If American examples are too far removed, Lao PDR and Cambodia’s challenges when inundated with Chinese-run casinos. Cambodia lowered its tax rates significantly to attract major casino enterprises, now with more than 150 in operation across the country. However, according to the United Nations Office on Drugs and Crime (UNODC), the increase in casinos in Cambodia has outpaced the ability of regulators to monitor and police them, which has attracted elements of organized crime that invest in the casinos, and launder the money. 

Cambodia’s efforts to become a “New Macau” aren’t exactly paying off. While estimates suggest that the casinos earn the country billions of dollars in revenue, mainly from Chinese tourists, the social costs of casinos offset the low amount collected in taxes.

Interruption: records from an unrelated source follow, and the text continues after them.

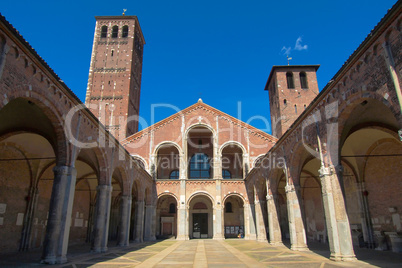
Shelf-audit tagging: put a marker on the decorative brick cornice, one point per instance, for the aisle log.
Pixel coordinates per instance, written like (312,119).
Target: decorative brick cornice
(196,107)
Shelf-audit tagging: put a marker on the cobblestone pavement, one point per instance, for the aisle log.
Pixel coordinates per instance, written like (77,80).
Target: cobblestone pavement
(213,253)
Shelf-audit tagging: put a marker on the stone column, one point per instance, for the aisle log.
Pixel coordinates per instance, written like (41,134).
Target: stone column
(339,235)
(58,225)
(139,228)
(218,223)
(218,212)
(275,236)
(182,231)
(149,233)
(125,211)
(259,219)
(249,222)
(296,226)
(102,213)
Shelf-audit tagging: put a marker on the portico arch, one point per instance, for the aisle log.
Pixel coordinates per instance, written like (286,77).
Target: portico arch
(200,207)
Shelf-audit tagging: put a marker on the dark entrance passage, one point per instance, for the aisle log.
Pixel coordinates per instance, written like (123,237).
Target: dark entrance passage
(200,225)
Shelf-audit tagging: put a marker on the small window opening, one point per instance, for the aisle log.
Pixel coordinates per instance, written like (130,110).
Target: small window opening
(303,80)
(104,31)
(228,207)
(226,174)
(115,31)
(289,80)
(174,175)
(172,208)
(125,31)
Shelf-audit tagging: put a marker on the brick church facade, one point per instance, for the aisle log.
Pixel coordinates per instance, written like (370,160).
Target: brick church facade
(74,173)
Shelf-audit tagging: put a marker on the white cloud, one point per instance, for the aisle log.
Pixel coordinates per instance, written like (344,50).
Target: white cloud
(287,50)
(298,45)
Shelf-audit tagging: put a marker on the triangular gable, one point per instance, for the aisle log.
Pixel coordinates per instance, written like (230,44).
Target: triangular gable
(199,105)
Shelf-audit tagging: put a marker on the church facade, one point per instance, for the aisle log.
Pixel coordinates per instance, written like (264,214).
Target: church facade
(82,174)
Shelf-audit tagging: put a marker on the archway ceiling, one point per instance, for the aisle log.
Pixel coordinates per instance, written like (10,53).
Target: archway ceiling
(33,145)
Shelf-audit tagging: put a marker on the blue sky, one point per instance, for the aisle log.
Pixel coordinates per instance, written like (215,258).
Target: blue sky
(221,51)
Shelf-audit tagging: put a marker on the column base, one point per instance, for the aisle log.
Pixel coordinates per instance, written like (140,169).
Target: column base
(218,237)
(62,259)
(277,244)
(250,237)
(182,237)
(299,248)
(99,250)
(340,257)
(49,260)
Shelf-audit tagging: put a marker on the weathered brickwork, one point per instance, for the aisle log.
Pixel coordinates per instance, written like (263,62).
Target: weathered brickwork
(114,83)
(332,175)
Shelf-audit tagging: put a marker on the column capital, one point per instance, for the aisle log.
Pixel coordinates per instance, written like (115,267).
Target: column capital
(290,188)
(324,171)
(104,187)
(64,170)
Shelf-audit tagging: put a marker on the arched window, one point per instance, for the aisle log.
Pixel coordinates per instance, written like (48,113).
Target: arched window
(125,31)
(228,207)
(303,80)
(199,166)
(174,175)
(115,31)
(289,80)
(172,208)
(104,31)
(226,174)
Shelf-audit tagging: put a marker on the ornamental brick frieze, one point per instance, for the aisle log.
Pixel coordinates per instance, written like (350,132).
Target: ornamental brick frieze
(163,183)
(109,70)
(201,182)
(106,97)
(233,182)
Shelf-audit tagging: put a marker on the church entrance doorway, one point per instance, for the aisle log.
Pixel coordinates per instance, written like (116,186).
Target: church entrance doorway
(200,225)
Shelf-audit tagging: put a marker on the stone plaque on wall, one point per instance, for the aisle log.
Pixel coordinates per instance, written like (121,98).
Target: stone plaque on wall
(3,208)
(20,219)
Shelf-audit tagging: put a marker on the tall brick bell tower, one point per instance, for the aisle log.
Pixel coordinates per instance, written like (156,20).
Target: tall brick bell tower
(114,82)
(291,89)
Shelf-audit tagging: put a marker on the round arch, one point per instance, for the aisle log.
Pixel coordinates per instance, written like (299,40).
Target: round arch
(37,118)
(169,194)
(199,125)
(235,143)
(200,193)
(231,195)
(167,143)
(141,160)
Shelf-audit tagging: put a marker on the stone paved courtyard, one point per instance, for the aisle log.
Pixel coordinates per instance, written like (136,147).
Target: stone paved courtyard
(212,253)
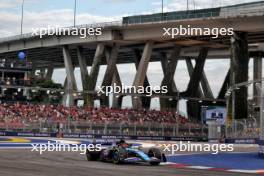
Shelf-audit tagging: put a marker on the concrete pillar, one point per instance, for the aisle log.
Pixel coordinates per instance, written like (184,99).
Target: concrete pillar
(85,77)
(257,75)
(194,89)
(145,100)
(42,73)
(168,80)
(199,92)
(110,72)
(141,72)
(49,73)
(239,73)
(193,106)
(117,99)
(197,73)
(206,87)
(225,86)
(70,77)
(99,53)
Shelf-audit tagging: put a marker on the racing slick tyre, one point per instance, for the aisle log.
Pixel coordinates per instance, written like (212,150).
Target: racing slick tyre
(102,156)
(154,152)
(116,157)
(91,156)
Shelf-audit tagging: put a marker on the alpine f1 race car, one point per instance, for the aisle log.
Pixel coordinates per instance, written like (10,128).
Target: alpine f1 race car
(123,152)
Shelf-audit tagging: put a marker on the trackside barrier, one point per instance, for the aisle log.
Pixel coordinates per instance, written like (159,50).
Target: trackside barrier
(91,136)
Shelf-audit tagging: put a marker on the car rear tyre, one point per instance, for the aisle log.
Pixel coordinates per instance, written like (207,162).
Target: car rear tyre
(91,156)
(154,152)
(116,157)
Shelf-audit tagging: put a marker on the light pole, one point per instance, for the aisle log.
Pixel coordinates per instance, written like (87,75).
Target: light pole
(74,15)
(162,6)
(22,17)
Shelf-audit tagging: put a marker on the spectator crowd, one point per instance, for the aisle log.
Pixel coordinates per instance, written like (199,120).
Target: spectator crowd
(19,114)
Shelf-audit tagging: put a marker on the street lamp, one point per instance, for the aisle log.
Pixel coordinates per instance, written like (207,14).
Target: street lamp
(74,17)
(22,17)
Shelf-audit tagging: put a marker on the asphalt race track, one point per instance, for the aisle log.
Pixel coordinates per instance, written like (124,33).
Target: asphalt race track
(23,162)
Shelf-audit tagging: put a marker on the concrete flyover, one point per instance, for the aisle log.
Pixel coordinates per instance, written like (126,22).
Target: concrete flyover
(144,42)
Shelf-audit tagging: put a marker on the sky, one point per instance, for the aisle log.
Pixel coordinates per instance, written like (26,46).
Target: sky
(41,13)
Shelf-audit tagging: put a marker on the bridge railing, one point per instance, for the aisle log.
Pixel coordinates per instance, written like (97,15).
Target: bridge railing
(244,128)
(93,25)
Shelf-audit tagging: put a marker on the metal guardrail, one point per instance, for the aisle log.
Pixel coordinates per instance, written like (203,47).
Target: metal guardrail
(108,128)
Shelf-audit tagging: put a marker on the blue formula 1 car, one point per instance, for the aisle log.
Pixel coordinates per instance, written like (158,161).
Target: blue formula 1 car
(123,152)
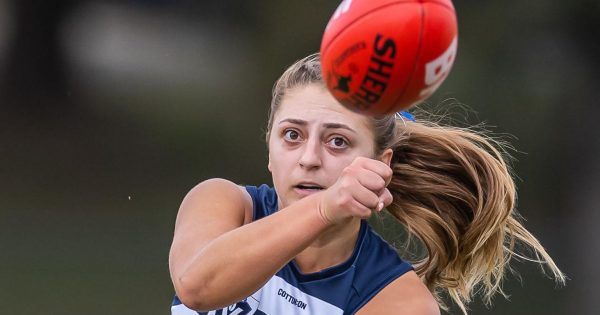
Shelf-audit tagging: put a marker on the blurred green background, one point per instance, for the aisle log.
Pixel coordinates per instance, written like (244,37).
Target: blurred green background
(110,111)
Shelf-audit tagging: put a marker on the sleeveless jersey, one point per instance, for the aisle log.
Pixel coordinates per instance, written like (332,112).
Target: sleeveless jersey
(341,289)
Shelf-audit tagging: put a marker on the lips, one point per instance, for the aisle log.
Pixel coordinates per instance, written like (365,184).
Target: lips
(309,186)
(305,189)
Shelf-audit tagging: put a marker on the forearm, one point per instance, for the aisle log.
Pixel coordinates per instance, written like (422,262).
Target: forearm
(237,263)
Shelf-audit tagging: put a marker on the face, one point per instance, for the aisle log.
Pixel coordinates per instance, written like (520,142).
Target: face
(312,140)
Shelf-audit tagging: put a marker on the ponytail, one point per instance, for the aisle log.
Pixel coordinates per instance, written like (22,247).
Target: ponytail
(453,190)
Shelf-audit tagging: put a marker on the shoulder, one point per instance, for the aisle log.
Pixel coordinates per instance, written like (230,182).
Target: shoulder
(407,295)
(218,195)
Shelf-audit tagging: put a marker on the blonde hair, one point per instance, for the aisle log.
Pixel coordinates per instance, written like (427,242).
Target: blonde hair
(453,191)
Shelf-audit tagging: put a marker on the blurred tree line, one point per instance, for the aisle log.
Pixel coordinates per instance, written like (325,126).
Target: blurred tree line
(112,110)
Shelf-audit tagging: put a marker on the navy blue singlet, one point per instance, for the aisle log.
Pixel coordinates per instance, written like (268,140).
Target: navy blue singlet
(341,289)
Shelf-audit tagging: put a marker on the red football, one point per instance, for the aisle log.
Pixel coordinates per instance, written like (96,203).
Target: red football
(383,56)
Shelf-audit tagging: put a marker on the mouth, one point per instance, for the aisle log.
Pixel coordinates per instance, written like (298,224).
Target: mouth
(308,188)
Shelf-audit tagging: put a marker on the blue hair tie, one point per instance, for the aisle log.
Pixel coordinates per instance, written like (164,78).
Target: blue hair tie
(405,114)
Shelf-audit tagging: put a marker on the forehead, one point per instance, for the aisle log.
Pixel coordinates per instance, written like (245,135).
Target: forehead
(314,104)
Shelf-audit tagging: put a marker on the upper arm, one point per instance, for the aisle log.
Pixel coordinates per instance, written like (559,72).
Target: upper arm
(210,209)
(406,295)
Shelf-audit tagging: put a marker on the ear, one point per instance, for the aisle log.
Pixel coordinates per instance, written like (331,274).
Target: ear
(386,156)
(269,164)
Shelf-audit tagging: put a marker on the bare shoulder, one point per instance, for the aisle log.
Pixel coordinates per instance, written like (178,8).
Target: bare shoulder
(406,295)
(210,209)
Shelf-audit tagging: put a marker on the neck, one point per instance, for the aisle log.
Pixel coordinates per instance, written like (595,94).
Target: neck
(333,247)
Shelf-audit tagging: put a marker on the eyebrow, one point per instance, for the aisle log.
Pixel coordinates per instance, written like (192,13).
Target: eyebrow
(326,125)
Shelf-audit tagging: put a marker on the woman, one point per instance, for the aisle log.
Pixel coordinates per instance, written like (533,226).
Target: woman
(303,246)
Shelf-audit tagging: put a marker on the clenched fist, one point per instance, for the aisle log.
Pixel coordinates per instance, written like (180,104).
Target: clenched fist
(360,190)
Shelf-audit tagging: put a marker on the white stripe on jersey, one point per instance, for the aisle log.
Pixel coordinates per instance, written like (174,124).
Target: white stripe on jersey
(276,297)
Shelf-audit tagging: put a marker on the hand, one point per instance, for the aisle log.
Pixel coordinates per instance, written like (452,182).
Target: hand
(360,190)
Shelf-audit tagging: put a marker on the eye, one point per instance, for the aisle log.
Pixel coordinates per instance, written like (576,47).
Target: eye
(338,143)
(291,135)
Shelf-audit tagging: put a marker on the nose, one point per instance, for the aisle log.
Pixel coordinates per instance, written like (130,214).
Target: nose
(311,154)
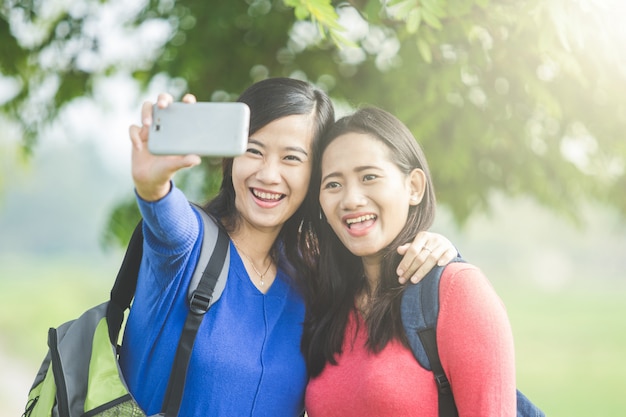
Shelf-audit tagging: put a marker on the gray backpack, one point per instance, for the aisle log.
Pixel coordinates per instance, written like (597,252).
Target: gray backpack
(80,375)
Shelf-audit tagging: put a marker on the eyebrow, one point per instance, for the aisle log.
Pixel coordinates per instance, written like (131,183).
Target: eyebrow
(289,148)
(357,169)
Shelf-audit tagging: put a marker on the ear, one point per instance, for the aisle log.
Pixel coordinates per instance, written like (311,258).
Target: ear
(417,180)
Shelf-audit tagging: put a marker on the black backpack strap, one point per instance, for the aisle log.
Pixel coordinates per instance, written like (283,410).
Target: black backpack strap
(447,406)
(199,304)
(419,312)
(125,284)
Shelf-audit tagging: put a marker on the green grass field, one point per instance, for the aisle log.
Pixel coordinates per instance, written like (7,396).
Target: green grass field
(571,344)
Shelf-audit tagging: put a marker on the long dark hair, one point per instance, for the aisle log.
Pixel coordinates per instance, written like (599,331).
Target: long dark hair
(341,276)
(269,100)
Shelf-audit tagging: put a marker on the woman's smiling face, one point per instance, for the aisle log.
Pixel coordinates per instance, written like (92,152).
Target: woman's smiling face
(272,177)
(364,195)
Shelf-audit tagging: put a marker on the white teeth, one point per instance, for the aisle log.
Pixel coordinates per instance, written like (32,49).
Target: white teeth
(267,196)
(360,219)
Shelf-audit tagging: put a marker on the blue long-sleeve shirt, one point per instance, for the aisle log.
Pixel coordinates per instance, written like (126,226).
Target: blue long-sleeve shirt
(246,359)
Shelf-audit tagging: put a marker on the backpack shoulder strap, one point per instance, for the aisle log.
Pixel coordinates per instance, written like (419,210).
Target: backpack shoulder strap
(125,284)
(211,278)
(419,312)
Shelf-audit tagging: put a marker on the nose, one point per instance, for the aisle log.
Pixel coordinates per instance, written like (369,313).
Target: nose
(269,172)
(353,198)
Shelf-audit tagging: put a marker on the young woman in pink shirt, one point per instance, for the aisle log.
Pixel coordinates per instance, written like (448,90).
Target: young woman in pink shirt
(376,193)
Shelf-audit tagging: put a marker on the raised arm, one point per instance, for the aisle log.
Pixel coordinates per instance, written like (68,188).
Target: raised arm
(152,174)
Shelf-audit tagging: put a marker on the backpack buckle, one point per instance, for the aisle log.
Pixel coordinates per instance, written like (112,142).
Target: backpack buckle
(443,384)
(199,304)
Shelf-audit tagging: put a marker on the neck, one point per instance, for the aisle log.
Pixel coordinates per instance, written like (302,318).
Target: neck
(371,269)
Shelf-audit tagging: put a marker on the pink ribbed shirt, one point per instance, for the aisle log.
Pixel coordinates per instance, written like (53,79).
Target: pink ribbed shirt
(476,349)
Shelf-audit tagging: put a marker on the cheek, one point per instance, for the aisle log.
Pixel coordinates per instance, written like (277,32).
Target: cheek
(299,182)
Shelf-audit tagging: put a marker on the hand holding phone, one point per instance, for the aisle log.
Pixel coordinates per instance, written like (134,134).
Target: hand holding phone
(205,128)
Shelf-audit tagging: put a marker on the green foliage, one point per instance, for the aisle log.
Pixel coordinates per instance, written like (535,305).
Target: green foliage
(518,98)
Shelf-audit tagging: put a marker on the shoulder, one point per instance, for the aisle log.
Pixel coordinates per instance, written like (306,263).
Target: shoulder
(464,285)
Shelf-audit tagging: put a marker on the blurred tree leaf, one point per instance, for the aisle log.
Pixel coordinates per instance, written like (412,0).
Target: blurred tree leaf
(505,97)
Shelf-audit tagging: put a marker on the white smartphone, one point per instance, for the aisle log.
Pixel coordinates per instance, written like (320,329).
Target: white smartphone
(206,129)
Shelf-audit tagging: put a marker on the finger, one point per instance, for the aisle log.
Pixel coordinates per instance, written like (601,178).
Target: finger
(189,98)
(164,100)
(146,113)
(447,256)
(135,138)
(424,269)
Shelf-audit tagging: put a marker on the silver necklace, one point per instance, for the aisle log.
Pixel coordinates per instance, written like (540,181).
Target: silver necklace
(261,275)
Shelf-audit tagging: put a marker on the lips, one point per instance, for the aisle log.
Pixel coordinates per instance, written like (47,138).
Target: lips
(360,222)
(267,196)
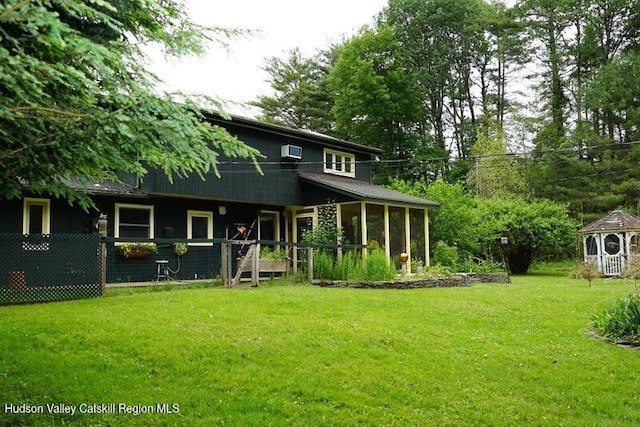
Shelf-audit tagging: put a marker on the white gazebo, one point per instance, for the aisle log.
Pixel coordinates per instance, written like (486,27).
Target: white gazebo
(612,242)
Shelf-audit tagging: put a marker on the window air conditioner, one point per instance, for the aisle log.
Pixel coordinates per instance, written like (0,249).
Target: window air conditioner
(292,152)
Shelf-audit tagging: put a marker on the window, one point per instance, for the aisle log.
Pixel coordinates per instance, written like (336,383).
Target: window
(133,221)
(36,216)
(200,226)
(339,163)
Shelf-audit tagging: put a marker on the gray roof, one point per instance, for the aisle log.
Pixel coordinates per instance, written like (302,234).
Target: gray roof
(614,221)
(362,190)
(96,187)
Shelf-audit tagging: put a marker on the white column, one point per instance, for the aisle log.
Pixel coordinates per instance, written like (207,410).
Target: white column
(363,228)
(387,240)
(407,237)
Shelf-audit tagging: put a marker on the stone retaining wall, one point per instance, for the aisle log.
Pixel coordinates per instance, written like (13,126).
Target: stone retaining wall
(459,280)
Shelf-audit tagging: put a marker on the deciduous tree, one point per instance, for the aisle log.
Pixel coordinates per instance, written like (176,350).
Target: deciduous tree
(77,102)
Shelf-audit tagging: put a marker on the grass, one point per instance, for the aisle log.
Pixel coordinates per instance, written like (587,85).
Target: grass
(300,355)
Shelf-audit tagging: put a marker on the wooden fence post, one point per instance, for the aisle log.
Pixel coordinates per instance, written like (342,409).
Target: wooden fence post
(310,264)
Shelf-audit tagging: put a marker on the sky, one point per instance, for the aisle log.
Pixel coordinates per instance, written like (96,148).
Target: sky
(236,77)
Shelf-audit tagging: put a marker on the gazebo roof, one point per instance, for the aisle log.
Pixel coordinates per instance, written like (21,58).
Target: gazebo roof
(614,221)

Further, many offer attractive places for illegal money lending, laundering and other illegal activities. For example, the Chinese have poured more than $1 billion to Sihanoukville, once a sleepy port city. The casinos and Chinese investment have transformed the city, with a third of the local population now Chinese. These social costs are too much for the locals to bear, as land and rent prices have soared. Other problems such as prostitution, human trafficking and kidnapping have also increased. 

In Laos, the government granted major concessions to the Chinese to transform a section of the so-called Golden Triangle, famous for opium into a haven for gambling. However, some casinos there, particularly the King Romans Casino, were linked heavily to revenue generated from money laundering and drug trafficking. These enterprises can look attractive to locals, but have raised alarm bells. Recently three Lao women were held against their will in northwestern Laos after seeking work as “chat girls” in a call center for the Kings Roman Casino. Now wanting to return home to their home provinces, they were held until they repaid debts exceeding $1,600.

Significant challenges need to be overcome and the idea deserves far more attention than Chuwit’s flimsy sales pitch to the Bangkok Post. Thailand is not the United States, Laos or Cambodia, but allowing casinos into the Kingdom would come with major economic and social costs. Casinos can act like all-consuming social cancers, metastasising to multiple areas of Thai society. Casinos are no panacea. Be warned.